A massive fist pounds against the wood with deliberate, measured force, three heavy strikes that echo through the small apartment like distant thunder rolling across an open sky. The sound is so loud, so physically present, that it seems to vibrate through my bones.

"Chantel." Faugh's voice, low and absolutely commanding, cuts through the door with the precision of a blade. There's something different in his tone, something that makes my stomach flip and my skin prickle with electricity. "Open the door."

Lexi's eyes go impossibly wide, her entire face registering shock. "Holy shit," she breathes out, her voice barely audible. "Is that him? Is that actually—"

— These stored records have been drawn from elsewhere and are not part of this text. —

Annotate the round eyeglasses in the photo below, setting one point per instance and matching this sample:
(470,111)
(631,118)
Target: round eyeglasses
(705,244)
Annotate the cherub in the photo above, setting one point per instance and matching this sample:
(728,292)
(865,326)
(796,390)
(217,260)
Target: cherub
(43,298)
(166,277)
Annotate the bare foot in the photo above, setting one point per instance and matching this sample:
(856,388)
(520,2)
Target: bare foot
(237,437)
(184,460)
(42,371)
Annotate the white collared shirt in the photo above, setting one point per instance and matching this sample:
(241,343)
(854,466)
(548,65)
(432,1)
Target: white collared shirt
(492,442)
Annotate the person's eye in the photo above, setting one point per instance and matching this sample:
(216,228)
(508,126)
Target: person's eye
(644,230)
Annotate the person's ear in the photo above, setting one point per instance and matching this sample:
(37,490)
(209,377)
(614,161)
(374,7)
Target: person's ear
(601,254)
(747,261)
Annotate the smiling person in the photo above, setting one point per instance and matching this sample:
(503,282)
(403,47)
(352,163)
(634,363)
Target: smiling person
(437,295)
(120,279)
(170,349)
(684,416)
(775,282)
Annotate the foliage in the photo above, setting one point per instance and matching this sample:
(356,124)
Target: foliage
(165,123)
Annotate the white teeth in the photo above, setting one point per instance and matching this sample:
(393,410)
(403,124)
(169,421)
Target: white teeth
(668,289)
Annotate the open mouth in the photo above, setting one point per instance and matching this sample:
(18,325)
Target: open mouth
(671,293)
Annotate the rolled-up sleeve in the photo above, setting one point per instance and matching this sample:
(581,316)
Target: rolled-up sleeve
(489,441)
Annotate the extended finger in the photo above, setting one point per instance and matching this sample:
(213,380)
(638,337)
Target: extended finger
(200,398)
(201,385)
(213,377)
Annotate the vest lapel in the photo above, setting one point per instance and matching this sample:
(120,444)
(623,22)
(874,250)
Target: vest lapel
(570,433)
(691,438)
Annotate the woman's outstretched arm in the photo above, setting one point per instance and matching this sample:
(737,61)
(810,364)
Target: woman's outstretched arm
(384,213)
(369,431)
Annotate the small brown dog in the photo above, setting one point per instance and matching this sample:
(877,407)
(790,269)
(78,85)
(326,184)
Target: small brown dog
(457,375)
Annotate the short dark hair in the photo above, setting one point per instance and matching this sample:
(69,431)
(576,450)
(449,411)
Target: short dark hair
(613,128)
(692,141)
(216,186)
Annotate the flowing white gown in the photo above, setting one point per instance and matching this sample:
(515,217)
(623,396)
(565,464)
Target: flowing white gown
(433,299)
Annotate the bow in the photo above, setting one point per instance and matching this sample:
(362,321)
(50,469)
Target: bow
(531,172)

I nod mutely, unable to form words, my heart launching into my throat with such force I'm certain Lexi can hear it. My palms have gone clammy, and I can feel the nervous energy coiling through my entire body like a live wire.

Another knock reverberates through the apartment, harder than the first volley, with enough force that the doorframe actually groans and creaks in protest under the sheer weight behind it. A thin shower of dust particles drifts down from where the frame meets the wall.

"Chantel," he repeats, and there's something raw in his voice now, something desperate beneath the command. "I can smell you. I know you are in there. Open this door before I remove it from its hinges."

"He can smell you?" Lexi hisses, looking somewhere between alarmed and impressed. "That's either incredibly romantic or incredibly terrifying."

"Both," I whisper, setting down my mug with shaking hands. "It's definitely both."